How can we ensure the federal government makes good on these investment dollars by building the new infrastructure needed to scale AI adoption while ensuring that all Canadians have the opportunity to benefit from this new technology?
■ Consult with the public. It must include a wide breadth of public and private sectors with a particular focus on groups historically left behind during previous waves of technological adoption.
Of course, this will require tremendous consultation, research and co-ordination efforts. The good news is, the playbook has already been written.
Taiwan’s digital affairs minister, Audrey Tang, has demonstrated stellar leadership in this field. Like Taiwan, Canada should build our AI infrastructure and industry policy with a lens of inclusive prosperity. This approach requires the voices of scale-ups, small-to-medium enterprises, and marginalized communities to be heard in the wake of AI’s growing impact on everyday life.
Invest in public-private partnerships. We envision the federal government convening a consortium of major Canadian capital providers who could build high-performance computing capacity. This capacity could be made available to various private-sector actors such as scale-ups and small and medium-sized businesses at globally market-competitive rates.

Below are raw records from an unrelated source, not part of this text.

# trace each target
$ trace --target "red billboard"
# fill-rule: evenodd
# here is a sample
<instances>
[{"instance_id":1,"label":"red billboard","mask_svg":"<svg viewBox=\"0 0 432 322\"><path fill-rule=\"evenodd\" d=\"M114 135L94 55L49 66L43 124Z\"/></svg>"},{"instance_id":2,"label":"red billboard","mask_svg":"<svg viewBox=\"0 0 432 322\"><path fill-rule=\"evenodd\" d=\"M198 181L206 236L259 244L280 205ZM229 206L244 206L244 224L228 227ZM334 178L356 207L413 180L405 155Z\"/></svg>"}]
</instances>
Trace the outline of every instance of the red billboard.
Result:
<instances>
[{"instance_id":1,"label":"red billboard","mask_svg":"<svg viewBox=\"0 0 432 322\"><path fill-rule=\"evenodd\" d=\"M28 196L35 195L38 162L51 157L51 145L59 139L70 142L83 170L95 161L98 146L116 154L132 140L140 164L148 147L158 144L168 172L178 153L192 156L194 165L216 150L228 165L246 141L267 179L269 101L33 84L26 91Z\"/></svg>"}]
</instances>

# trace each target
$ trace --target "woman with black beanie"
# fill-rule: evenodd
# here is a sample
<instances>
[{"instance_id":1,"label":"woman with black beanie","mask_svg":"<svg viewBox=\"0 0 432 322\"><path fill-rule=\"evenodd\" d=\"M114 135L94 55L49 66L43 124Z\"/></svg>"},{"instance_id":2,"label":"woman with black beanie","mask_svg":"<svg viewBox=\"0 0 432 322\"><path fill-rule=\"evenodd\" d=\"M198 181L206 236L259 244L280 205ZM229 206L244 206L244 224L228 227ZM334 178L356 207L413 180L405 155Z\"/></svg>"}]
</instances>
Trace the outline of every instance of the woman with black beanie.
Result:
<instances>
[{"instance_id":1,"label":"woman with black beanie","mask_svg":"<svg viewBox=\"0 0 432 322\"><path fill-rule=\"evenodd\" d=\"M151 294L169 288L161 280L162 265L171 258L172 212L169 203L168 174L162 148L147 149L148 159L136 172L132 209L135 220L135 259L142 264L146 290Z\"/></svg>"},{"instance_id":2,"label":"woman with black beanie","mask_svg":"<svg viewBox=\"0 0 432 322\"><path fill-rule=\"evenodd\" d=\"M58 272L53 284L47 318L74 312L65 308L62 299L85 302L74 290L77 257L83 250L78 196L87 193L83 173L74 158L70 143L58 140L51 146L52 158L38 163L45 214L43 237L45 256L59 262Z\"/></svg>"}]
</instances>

AI computing infrastructure support programs will also need to benefit those outside the AI ecosystem, incentivizing purpose-built technology and services endemic to Canada’s long-standing productivity and capital investment challenges.
■ Collaborate further with key trade partners for AI compute. By partnering with countries like the U.K., France, and others within frameworks like the European High-Performance Computing Joint Undertaking, Canada can secure more favourable purchasing power and access to AIC infrastructure procurement and cloud services for its AI ecosystem.
Over the next few decades, establishing international procurement agreements is critical to expanding domestic computing capacity. Shared purchasing power through these agreements will further drive down initial fixed capital investments for AIC, ensuring resilient and sovereign computing expansion strategies are cost-effective.
Too often, benefits from government funding and programs have ended up in the hands of the few, failing to realize the broader economic effects of government intervention.
We must ask, just as one of AI’s pioneers Yoshua Bengio has, how to direct AI toward implementations that benefit all Canadians. Bengio focuses on health care and safety, but we must have input and insight from a broader set of stakeholders across Canada, technologists and non-technologists alike.
At the same time, innovators, businesses and Canadians more broadly will only realize the benefits from this investment if the federal government deploys the capital fast.
We have the brain and, soon, the mainframe. Now, we need the heart.
Too often, benefits from government funding and programs have ended up in the hands of the few, failing to realize the broader economic effects of government intervention.